Amanda Detmer and Sanaa Lathan Photo by Michael Lamont/Geffen Playhouse 2012
Lynn Nottage’s most recent play By The Way, Meet Vera Stark has arrived in Los Angeles for it West Coast premiere this week at the opening of the fall season for the Geffen Playhouse in Westwood. The play is a distinctly light-hearted follow-up to Nottage’s last stunner of a play, Ruined about the atrocities of war faced by African women on this very planet in these very days. But even though we are making the acquaintance of Vera Stark for the first time, Nottage is treading territory and a certain light-hearted tone familiar to her audiences in such works as Intimate Apparel. Vera Stark is an actress in a time and place, 1930s Hollywood, where African-American women rarely get the opportunity to do any work at all in their chosen profession. In fact much of the evening deals with Stark’s relationships with the white folks she works with as she struggles to find her place in a town where she and her friends are largely unwelcome outside of serving in a variety of domestic and supporting roles both on screen and off.

But Stark, a sharp sly Sanaa Lathan, perseveres landing a large role, though it is still as a maid, in the fictional 1930s classic film “The Belle of New Orleans” opposite her white friend, cousin, starlet and employer Gloria Mitchell, played here by Amanda Detmer.
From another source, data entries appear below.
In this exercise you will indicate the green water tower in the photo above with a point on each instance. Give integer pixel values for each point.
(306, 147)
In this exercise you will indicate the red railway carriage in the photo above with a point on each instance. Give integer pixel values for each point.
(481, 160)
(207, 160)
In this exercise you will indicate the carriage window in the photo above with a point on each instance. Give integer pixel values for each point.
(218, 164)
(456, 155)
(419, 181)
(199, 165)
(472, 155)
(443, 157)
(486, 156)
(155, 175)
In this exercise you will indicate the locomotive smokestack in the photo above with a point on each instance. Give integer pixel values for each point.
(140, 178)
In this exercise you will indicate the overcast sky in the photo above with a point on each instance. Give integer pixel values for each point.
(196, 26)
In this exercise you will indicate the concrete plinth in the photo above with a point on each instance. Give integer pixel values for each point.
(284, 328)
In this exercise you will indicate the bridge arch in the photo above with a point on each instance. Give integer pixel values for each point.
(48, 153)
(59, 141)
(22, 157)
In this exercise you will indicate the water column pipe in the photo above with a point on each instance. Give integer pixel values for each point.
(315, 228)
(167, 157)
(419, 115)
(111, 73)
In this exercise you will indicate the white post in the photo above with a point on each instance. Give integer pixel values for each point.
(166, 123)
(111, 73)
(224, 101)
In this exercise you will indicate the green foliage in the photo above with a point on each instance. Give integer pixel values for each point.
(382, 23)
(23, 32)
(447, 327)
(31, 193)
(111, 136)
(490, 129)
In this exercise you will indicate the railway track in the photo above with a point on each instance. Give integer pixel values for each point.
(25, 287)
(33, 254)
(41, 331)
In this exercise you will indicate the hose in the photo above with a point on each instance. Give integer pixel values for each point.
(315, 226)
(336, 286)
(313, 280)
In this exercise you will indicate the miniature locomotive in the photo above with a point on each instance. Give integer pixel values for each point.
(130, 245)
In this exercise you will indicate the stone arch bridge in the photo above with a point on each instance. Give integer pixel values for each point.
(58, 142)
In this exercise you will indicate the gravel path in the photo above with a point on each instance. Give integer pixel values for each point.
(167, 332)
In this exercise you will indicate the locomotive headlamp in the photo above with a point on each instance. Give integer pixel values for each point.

This film will end up establishing Stark’s name in cinematic history and serves as the substrate for the play’s second act ostensibly set during a modern–day film conference where fake scholars debate the legacy of Stark while also revisiting her last filmed interview as part of an appearance opposite Mitchell in a 1970s TV talk show guest spot. If it sounds like the play gets “meta” it does. But not necessarily successfully. Filmed segments are mixed with live action here including a live performance recreation of the video interview segment from the 1970s. While the first half of the show has an almost madcap sitcom feel to it with Stark and her friends desperately trying to finagle roles in a big Hollywood film, the second half portends to be far more sophisticated. It rarely succeeds in getting there, though, as director Jo Bonney burdens the academic conference framing device with stock cartoon faux-academic caricatures that grouse and mug for comic effect in what struck me as an unintentional parallel to the minstrelsy that Stark and her friends find themselves constrained to recapitulate in an effort to work breaking down walls in their own chosen field.

It is the confused tone that makes By The Way, Meet Vera Stark most frustrating. The show goes deliberately for cheap laughs when in range of making its biggest points. Nottage also seems uncertain of how to balance this content against the drama of the interpersonal relationship and history of Mitchell and Stark, which at times is offered up as a mystery only to be abandoned in favor of other pursuits and never revisited. The play does cover territory worth considering, though, and despite its faults and the missteps of an overly jocular production, By The Way, Meet Vera Stark does manage to give voice to a particular moment in American cultural history with respect to African-American women that doesn’t always make it way on real life stages. The show continues at the Geffen through the 28th of October.